Does Prompt Caching Make RAG Obsolete?
Anthropic announced prompt caching today. They make some bold claims, like reducing costs by “up to 90%”. That’s nuts, how realistic is it? It completely depends on how you use your LLM.
First of all, prompt caching, what is it?
The prompt is the instructions to the LLM, but it can also contain examples of the task being done. More commonly, we’ll dump an entire document in the prompt and ask questions about it. The follow-up conversation is not part of the prompt.
I assume they do this by caching portions of the attention calculation. Attention is a n
2
operation, so you can imagine the quatity of caculation as an area.
If your prompt is 80% of the total conversation that you’re sending to the LLM, the cached portion is fairly big! (Lighter green is cached, darker green is not cached)
The price is structured so that it costs a little bit more (+25%) on the first prompt, when you load/invalidate the cache. But it costs dramatically less (-90%) when you reuse the cache.
How do you use this?
Don’t change your prompt. If you have a string.format()
in your prompt (i.e. dynamic data), you’re going
to pay 25% more on every prompt. On the other hand, you could quickly save a ton of money if your prompt
is static.
Workloads that are going to benefit a lot:
- Chat with Document — Load up one or two documents (e.g. an employment contract & employee handbook) and ask quesions
- Machine Learning — Provide several examples and solutions to a problem you need to solve, like you would with XGBoost
- Programming — This is huge. This effectively 10x’s the context size that can be used, to keep the price the same as before
- Long Conversations — The payoff happens pretty fast, so I imagine ChatGPT-style applications will probably want to introduce caching to save on costs
What about RAG?
Okay, does it help you if you’re data is in a vector store? Well no, we already talked about how if you’re
using string.format()
it’s going to make it more expensive. But…what if we replaced the vector store anyway?

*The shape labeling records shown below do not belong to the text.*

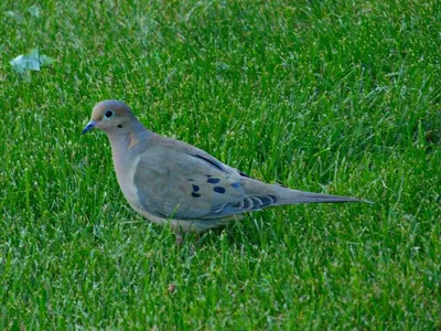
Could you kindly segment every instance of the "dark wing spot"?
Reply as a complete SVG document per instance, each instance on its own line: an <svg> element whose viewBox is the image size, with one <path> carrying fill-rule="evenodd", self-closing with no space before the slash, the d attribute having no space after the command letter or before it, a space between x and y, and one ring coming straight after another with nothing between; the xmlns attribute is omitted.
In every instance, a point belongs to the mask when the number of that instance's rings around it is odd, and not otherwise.
<svg viewBox="0 0 441 331"><path fill-rule="evenodd" d="M246 174L245 172L241 172L241 171L239 171L239 174L240 174L241 177L250 178L248 174Z"/></svg>
<svg viewBox="0 0 441 331"><path fill-rule="evenodd" d="M233 188L235 188L235 189L240 189L240 183L239 182L234 182L233 184L232 184L232 186Z"/></svg>
<svg viewBox="0 0 441 331"><path fill-rule="evenodd" d="M220 194L225 193L225 189L222 186L214 186L213 191Z"/></svg>

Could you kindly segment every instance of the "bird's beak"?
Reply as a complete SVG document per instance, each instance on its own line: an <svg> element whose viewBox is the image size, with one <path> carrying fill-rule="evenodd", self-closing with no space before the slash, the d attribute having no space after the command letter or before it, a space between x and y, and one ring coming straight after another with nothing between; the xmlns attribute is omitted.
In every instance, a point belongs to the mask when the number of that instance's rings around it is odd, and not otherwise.
<svg viewBox="0 0 441 331"><path fill-rule="evenodd" d="M83 129L82 135L87 134L88 131L90 131L93 128L95 128L95 126L97 125L96 120L90 120Z"/></svg>

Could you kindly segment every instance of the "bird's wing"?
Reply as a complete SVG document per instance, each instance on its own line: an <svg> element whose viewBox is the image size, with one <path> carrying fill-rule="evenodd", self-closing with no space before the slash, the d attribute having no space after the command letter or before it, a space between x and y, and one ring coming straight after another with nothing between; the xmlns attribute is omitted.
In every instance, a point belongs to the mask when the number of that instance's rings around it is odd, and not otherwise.
<svg viewBox="0 0 441 331"><path fill-rule="evenodd" d="M164 137L141 153L133 182L142 207L163 217L218 218L252 209L237 171Z"/></svg>

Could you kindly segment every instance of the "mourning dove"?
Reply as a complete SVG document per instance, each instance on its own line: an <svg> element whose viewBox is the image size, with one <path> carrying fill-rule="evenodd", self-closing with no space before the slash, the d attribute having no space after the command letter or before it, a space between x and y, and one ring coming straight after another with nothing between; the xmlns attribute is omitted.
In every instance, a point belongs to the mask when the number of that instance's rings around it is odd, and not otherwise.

What if you just included the entire database in the prompt? Well, if it’s small that could work. However, it would cost about $0.10 per megabyte, whereas most databases will store data for somewhere on the order of $0.01 per gigabyte, that’s something like 10,000x more expensive than just using a database.
Again, this might be fine with you. The costs will ceratainly come down over time, and it’ll be suitable for more and more people. However, there’s still a lot of security & productivity reasons to do RAG via a knowledge graph instead of a vector store. I wrote about it here. I think a lot of that discussion isn’t resolved by huge contexts. I don’t think you can reliably build safe LLM applications without the structure provided by a knowledge graph.
Knowledge graphs can be difficult to create, so I've been working on an app to make it as simple as taking notes, or pointing it at blogs or wikis. Sign up here if that sounds interesting.
Conclusion
This is a big development for a lot of LLM uses. And while it does address some RAG applications, you probably don’t want to jump to that quite yet. What is certain, is LLM programming just got a bit more complex.